Review your hazard identifications and assessments
Again, January is a good time to review your hazard identification and assessments as these may have evolved since last year. In particular, anything “non-routine” such as COVID-19 regulations. As these change so quickly in America and globally, reviewing them should be a priority because the situation is ever-changing. It’s your responsibility to ensure that your workers have safe working conditions at all times.
January is National Radon Action Month
Finally, it’s important to acknowledge National Radon Action Month in January. The goal of this is outlined by the U.S. Environmental Protection Agency (EPA) who encourage homes, schools and workplaces to test their indoor air for radon. As the leading cause of lung cancer among nonsmokers in the United States, it kills around 21,000 people annually. It’s a preventable health risk, but you can’t see or smell radon.
So, it’s crucial to not only make checks within the workplace, but to encourage your workers to test the radon levels within their homes, too.
What’s your 2021 safety resolution?
One easy way to get started with your January safety topics is by asking workers for their 2021 safety resolutions. Encourage this by sharing your own. This may include something like committing to wearing the right socks, to always clean up spillages or to be more aware of the health of your colleagues. It doesn’t have to be a large-scale commitment, but you can check in throughout the year on everyone’s progress. It also gives you an opportunity to remind them of their resolution regularly.

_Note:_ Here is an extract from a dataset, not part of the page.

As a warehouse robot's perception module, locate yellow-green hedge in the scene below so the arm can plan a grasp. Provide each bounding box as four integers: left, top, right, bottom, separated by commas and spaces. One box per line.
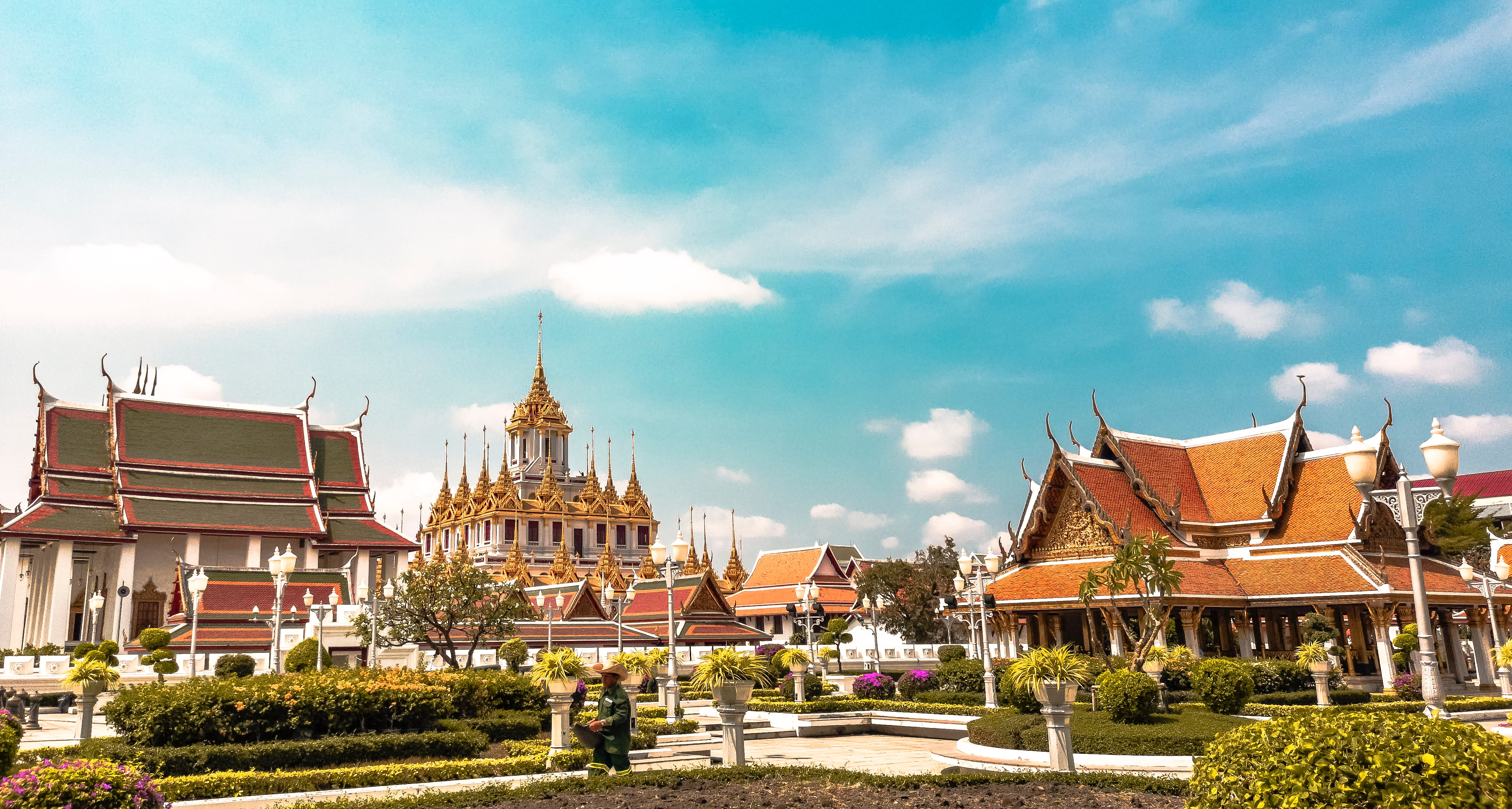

While safety is an evergreen topic, January is a particularly key month due to the added hazards due to the weather. We recommend starting the year with your colleagues by recapping the safety fundamentals before they start work after the holiday season. After this, it’s important to review your data from the previous year, calculate your TRIR rates and ensure that you’re up-to-date with the latest safety regulations and legislation.